Un texte de Jean-Philippe Cipriani
Pour la Société Radio-Canada Information

le jeudi 1 avril 2010

 

 

Le budget du ministre Raymond Bachand prévoit récupérer 320 millions de dollars d'évasion fiscale dès cette année, puis 1,2 million en 2013-2014.

D'abord, Revenu Québec deviendra l'Agence du revenu du Québec. Elle échappe ainsi à la cure minceur imposée à la fonction publique. Conséquence : 200 fonctionnaires de plus cette année, 600 autres d'ici 2014.

Mais l'objectif n'est pas de combattre les paradis fiscaux, mais plutôt le travail au noir dans le milieu de la construction, qui a représenté presque un milliard et demi de pertes fiscales en 2008.

Québec souhaite augmenter la présence de ses inspecteurs sur les 50 plus grands chantiers de la province, de même qu'user davantage de filature et d'écoute électronique.

Sauf qu'aux yeux de l'avocat Paul Ryan, spécialisé en fiscalité, c'est une chose d'attraper les fautifs, c'en est une autre de les faire payer. Selon lui, les avis de cotisation pourraient bien atteindre les espérances du ministre, mais pas les remboursements.

Si vous avez une entreprise qui vaut 2 millions, vous lui envoyez une facture de 14 millions pour travail au noir, vous avez beau lui mettre 10 agents de recouvrement aux trousses, on ne peut pas faire pleurer une roche.

— Me Paul Ryan, avocat spécialisé en fiscalité

Selon lui, l'ajout de centaines de fonctionnaires n'y changera rien, puisque les contrôles fiscaux se font déjà avec diligence. « Est-ce qu'il y a une marge aussi grande que celle que donne le ministre dans le budget? Je ne pense pas que c'est ce que croit réellement le ministre Bachand, ce serait naïf de sa part ou de la part de quiconque. »

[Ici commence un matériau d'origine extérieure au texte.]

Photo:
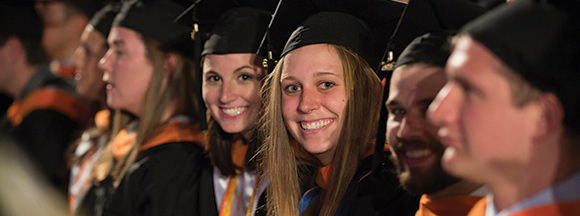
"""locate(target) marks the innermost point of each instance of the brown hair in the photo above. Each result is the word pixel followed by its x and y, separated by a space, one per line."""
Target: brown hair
pixel 364 92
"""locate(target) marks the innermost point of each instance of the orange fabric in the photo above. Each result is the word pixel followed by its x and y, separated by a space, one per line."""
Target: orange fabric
pixel 123 143
pixel 102 119
pixel 553 209
pixel 239 154
pixel 48 98
pixel 479 208
pixel 171 132
pixel 446 206
pixel 67 73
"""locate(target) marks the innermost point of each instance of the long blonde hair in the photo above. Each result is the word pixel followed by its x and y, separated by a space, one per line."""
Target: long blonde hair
pixel 364 93
pixel 179 90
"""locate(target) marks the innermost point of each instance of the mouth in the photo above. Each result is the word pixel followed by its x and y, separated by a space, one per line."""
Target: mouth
pixel 314 125
pixel 414 156
pixel 235 111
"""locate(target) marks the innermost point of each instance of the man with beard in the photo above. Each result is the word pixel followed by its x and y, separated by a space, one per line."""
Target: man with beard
pixel 419 74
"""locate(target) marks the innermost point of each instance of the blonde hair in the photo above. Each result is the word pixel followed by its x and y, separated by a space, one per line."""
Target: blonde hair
pixel 364 93
pixel 179 90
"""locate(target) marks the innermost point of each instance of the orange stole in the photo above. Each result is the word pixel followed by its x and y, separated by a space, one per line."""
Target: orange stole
pixel 175 131
pixel 552 209
pixel 446 206
pixel 49 98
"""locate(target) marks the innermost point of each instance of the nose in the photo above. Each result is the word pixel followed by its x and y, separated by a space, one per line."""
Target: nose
pixel 410 126
pixel 444 109
pixel 105 65
pixel 309 101
pixel 228 93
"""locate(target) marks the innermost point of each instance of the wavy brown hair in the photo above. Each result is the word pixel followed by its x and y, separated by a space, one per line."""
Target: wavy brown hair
pixel 364 93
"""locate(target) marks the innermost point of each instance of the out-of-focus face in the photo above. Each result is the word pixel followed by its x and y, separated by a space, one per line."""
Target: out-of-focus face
pixel 127 70
pixel 231 91
pixel 86 60
pixel 57 30
pixel 486 134
pixel 314 98
pixel 417 150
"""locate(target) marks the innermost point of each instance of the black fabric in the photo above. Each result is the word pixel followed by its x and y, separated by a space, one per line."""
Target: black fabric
pixel 424 16
pixel 163 181
pixel 335 28
pixel 239 30
pixel 379 16
pixel 207 204
pixel 19 18
pixel 45 134
pixel 155 19
pixel 103 19
pixel 87 7
pixel 431 48
pixel 539 41
pixel 377 192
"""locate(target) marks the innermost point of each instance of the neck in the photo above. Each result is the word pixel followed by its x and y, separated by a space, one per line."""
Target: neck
pixel 461 188
pixel 551 165
pixel 22 75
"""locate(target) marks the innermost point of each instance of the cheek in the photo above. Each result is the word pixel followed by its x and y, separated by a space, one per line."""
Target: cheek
pixel 392 128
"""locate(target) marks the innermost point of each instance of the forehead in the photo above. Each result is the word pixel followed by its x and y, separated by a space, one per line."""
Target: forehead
pixel 309 60
pixel 229 61
pixel 416 82
pixel 127 36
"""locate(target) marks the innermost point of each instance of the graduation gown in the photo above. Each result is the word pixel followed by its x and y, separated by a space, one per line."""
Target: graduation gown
pixel 376 192
pixel 46 118
pixel 164 180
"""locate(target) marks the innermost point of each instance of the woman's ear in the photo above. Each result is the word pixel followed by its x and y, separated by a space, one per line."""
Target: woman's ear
pixel 552 116
pixel 170 62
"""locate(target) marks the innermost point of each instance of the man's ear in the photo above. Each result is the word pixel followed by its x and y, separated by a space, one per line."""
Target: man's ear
pixel 170 62
pixel 552 116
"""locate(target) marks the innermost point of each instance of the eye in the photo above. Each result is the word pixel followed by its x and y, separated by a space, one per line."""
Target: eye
pixel 326 85
pixel 213 78
pixel 245 77
pixel 292 88
pixel 398 111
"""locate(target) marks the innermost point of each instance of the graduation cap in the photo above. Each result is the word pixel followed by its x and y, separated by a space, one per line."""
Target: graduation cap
pixel 424 16
pixel 541 42
pixel 19 18
pixel 353 24
pixel 155 19
pixel 239 30
pixel 103 19
pixel 431 48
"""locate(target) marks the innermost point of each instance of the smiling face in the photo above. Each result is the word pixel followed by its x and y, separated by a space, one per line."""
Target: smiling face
pixel 314 98
pixel 486 134
pixel 127 70
pixel 231 87
pixel 416 148
pixel 86 59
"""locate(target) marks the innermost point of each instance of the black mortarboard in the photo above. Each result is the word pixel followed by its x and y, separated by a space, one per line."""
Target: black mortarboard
pixel 87 7
pixel 424 16
pixel 239 30
pixel 19 18
pixel 539 41
pixel 379 17
pixel 103 19
pixel 431 48
pixel 155 19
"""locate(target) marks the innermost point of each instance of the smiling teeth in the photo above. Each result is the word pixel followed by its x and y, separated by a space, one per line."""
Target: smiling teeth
pixel 418 153
pixel 315 125
pixel 234 111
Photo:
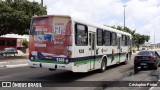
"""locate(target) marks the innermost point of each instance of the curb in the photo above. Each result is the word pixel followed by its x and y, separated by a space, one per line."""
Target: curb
pixel 13 66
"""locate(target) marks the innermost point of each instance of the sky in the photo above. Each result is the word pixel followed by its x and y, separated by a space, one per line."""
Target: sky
pixel 140 15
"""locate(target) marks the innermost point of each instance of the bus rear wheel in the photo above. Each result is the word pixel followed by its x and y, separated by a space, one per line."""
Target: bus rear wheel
pixel 103 65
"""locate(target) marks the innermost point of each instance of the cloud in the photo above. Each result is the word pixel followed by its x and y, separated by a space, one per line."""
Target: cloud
pixel 142 15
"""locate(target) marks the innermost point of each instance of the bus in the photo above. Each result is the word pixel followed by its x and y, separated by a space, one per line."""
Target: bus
pixel 61 42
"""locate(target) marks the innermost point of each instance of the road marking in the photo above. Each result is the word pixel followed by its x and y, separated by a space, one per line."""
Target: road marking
pixel 154 87
pixel 2 62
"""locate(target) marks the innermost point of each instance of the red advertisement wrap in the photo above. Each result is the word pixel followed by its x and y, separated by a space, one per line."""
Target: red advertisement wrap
pixel 50 35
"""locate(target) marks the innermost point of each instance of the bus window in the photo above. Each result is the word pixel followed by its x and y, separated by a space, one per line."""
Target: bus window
pixel 114 38
pixel 107 38
pixel 81 35
pixel 99 37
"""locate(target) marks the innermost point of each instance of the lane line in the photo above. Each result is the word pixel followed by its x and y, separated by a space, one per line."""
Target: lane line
pixel 154 87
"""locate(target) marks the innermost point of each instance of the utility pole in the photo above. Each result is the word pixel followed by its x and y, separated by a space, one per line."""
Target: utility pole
pixel 154 38
pixel 124 16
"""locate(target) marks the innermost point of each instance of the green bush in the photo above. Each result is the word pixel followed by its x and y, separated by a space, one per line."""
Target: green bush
pixel 134 50
pixel 25 43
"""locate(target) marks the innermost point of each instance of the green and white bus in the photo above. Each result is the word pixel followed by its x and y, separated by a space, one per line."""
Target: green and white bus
pixel 66 43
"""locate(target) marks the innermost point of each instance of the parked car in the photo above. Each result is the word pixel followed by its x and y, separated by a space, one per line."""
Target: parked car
pixel 7 51
pixel 146 59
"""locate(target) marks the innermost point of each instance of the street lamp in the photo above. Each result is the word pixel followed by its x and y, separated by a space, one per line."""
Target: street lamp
pixel 124 15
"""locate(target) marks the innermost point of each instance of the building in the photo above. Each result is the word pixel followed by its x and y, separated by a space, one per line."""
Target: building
pixel 12 40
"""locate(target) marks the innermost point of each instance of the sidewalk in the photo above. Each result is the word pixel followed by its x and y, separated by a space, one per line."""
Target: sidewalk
pixel 19 60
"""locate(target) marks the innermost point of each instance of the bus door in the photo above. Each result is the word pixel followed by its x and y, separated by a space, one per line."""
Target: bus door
pixel 119 49
pixel 92 49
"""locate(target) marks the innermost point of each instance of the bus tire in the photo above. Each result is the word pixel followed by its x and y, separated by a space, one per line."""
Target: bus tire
pixel 103 65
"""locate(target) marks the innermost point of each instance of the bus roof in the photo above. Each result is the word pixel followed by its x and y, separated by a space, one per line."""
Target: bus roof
pixel 87 23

Il estime aussi que les amendes actuelles, le double de l'infraction, peuvent être contre-productives. « Pour 400 000 $ de travail au noir qu'une petite entreprise de construction a payés, soit environ 2000 $ de temps supplémentaires comptant par semaine, l'employeur va recevoir une facture d'environ 800 000 $. L'entreprise a-t-elle cet argent-là ? Alors oui, on a un compte de 800 000 $ à afficher, mais après, on se retrouve chez le syndic en proposition concordataire ou en faillite. »

En plus des changements apportés à Revenu Québec, le gouvernement versera également 5 millions de dollars de plus, pour un total de 9 millions, à la Commission de la construction du Québec. Elle annoncera les détails de sa stratégie dans les prochaines semaines.

Les restaurants dans la ligne de mire

L'autre partie du plan de lutte contre l'évasion fiscale : l'ajout de modules d'enregistrement des ventes. Il s'agit de petites machines électroniques qui enregistrent les données des caisses dans les restaurants.

Une cinquantaine d'établissements au Québec les testent déjà depuis le mois d'octobre. Elles seront obligatoires dans tous les restaurants en novembre 2011.

L'Association des restaurateurs du Québec y est favorable, mais déplore l'absence d'une aide quelconque, puisque l'installation coûtera des milliers de dollars de matériel informatique aux commerçants.

« On doit acheter des nouvelles versions de logiciel, on doit augmenter par exemple la mémoire, on doit assurer la compatibilité de l'imprimante, énumère le vice-président affaires publiques, François Meunier. Tout le monde se demande si c'était vraiment nécessaire de viser tout le monde, considérant les coûts et les contraintes que tout le monde doit envisager. »

Il regrette aussi que les restaurateurs soient les seuls ciblés, tandis que d'autres commerces, comme les salons de coiffure, présentent aussi des potentiels d'évasion fiscale.

Des plans de lutte depuis 2003

Ce n'est pas la première fois que Québec veut combattre l'évasion fiscale. Dans le budget de 2003, le gouvernement promettait déjà d'intensifier la lutte afin de récupérer 50 millions la première année, 100 millions les années suivantes.

L'an dernier, le plan de la ministre Monique Jérôme-Forget s'élevait à 22 millions de dollars afin de retrouver 200 millions dès cette année, puis jusqu'à 900 millions à la quatrième année. Son successeur Raymond Bachand vient de hausser la barre.

Selon Québec, chaque dollar investi dans la lutte contre l'évasion fiscale en rapporte neuf dans ses coffres.